A pre-trial checklist is too late for ADR, says Simon Davis. Simon Davis is a partner in the litigation department at Clifford Chance.

The use of ADR in this country over the past few years has met with some success. The High Court now requires solicitors to certify in a pre-trial checklist that the possibility of ADR has been considered with their clients.

But is this too late to begin looking at ADR?

At this point, substantial legal costs will have been incurred and management energies have been spent; large amounts of court time and personnel have been employed and the trial is just round the corner.

Including a direction relating to ADR in a pre-trial check list will be insufficient on its own to reduce the burdens to clients and the courts.

Lord Justice Woolf in his interim report wants judges to be more interventionist. Woolf's direction does not go far enough. Judges should do more than just intervene to see that a case runs smoothly.

Approximately 90 per cent of cases settle without a trial. With this figure in mind part of the role of the case managing judge should be to encourage settlement at early stages in the litigation process, not just shortly before trial.

I am not suggesting that judges should highlight the strengths and weaknesses in parties' cases in open court or even in chambers. This would compromise their vital neutrality.
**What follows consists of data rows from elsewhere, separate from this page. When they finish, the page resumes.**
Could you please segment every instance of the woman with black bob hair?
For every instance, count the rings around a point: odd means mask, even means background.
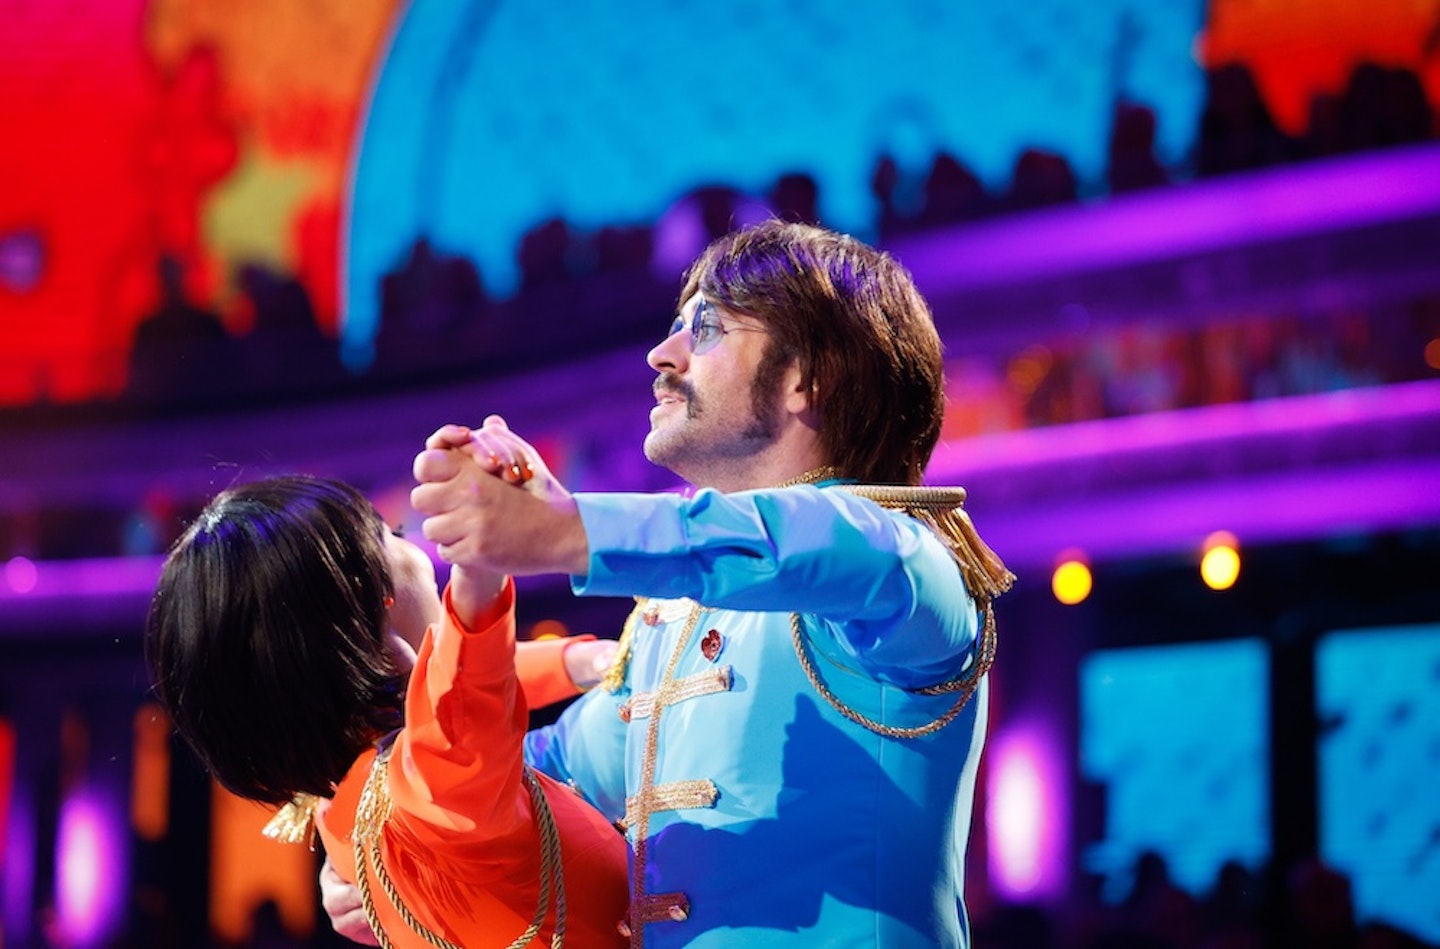
[[[359,491],[269,478],[175,543],[145,651],[223,786],[314,817],[381,945],[618,943],[624,840],[521,748],[530,705],[574,695],[613,644],[517,650],[514,603],[508,577],[458,563],[442,601]]]

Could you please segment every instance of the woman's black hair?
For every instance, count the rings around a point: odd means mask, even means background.
[[[222,492],[171,549],[146,659],[176,729],[241,797],[328,796],[399,726],[385,531],[349,485],[287,476]]]

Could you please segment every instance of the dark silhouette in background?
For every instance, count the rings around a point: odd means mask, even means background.
[[[223,400],[240,385],[234,340],[218,314],[186,298],[179,260],[161,257],[156,269],[160,305],[135,330],[127,397],[154,408]]]
[[[1156,188],[1170,175],[1155,157],[1155,112],[1135,102],[1117,102],[1110,129],[1110,162],[1105,181],[1111,194]]]
[[[878,208],[875,226],[882,243],[921,228],[924,180],[903,169],[892,155],[882,153],[876,160],[870,174],[870,193]]]
[[[1238,860],[1220,865],[1215,886],[1200,904],[1202,944],[1249,949],[1260,944],[1260,881]]]
[[[564,218],[542,221],[520,238],[516,258],[520,264],[520,286],[533,290],[570,277],[570,225]]]
[[[1210,70],[1205,85],[1196,165],[1201,177],[1268,168],[1294,156],[1293,143],[1275,124],[1243,63]]]
[[[247,397],[321,393],[346,381],[339,346],[320,331],[299,280],[251,263],[240,268],[239,284],[253,319],[239,338]]]
[[[1285,898],[1273,942],[1296,949],[1352,949],[1359,944],[1350,879],[1319,860],[1302,861],[1284,878]]]
[[[973,171],[948,152],[935,156],[925,176],[925,204],[916,220],[919,227],[973,221],[994,210],[994,201]]]
[[[1010,190],[1002,205],[1007,211],[1028,211],[1052,204],[1073,204],[1079,183],[1065,156],[1027,148],[1015,159]]]
[[[820,223],[820,186],[803,171],[789,172],[777,178],[768,198],[775,215],[783,221]]]
[[[428,237],[416,238],[405,261],[380,284],[371,374],[409,377],[473,358],[481,349],[486,304],[479,268],[468,257],[441,253]]]
[[[1361,63],[1340,97],[1345,151],[1414,145],[1434,134],[1435,118],[1420,77],[1408,69]]]
[[[738,188],[727,184],[702,185],[692,190],[686,200],[694,202],[700,211],[702,245],[709,244],[744,223],[739,214],[745,203],[745,194]]]
[[[264,900],[255,907],[250,925],[250,938],[242,942],[239,949],[301,949],[305,945],[285,928],[280,906],[274,900]]]

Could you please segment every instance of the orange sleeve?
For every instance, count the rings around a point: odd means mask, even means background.
[[[580,689],[565,671],[565,647],[571,643],[588,642],[589,633],[579,636],[553,636],[515,644],[515,673],[531,708],[544,708],[555,702],[573,698]]]
[[[488,614],[467,629],[446,591],[444,618],[426,633],[410,677],[389,784],[392,826],[416,844],[483,852],[504,866],[512,846],[525,862],[535,837],[521,779],[529,712],[515,675],[513,582]]]

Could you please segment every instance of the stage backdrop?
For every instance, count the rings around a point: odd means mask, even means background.
[[[1117,102],[1153,112],[1183,175],[1206,67],[1247,65],[1298,133],[1362,61],[1440,99],[1435,20],[1410,0],[0,0],[0,408],[119,398],[147,317],[183,302],[244,337],[264,280],[298,283],[363,373],[380,281],[417,245],[504,298],[545,222],[683,238],[705,185],[799,172],[826,223],[874,236],[882,157],[904,182],[943,153],[998,191],[1039,150],[1100,200]],[[689,246],[656,241],[664,279]]]

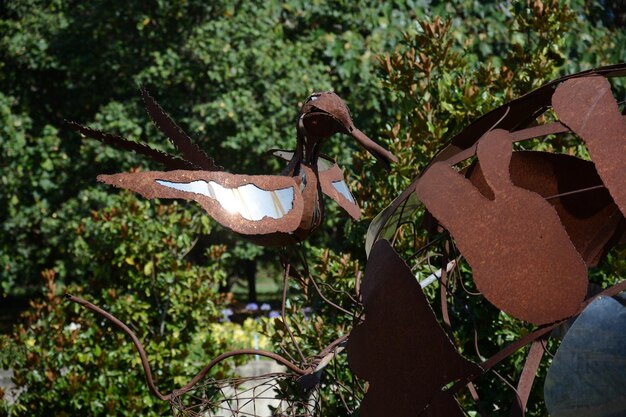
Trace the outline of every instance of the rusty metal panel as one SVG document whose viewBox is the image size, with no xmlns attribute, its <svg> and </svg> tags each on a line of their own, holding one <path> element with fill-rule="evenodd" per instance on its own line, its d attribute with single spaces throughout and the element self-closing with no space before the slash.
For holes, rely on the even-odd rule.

But concerns about neutrality should not require judges to close their eyes to the possibility of an early settlement.

The issue of settlement, including the possibility of ADR, should be raised by the judge at the earliest possible stage, even in the first case conference. If as Lord Justice Woolf envisages, the clients are present, the judge can ensure that the nettle of settlement is grasped firmly at the outset of the litigation process.

Having the question of settlement/ADR raised by the judge eliminates the problems of settlement overtures by one side being regarded as a weakness and might prevent cases progressing unnecessarily far down the trial path.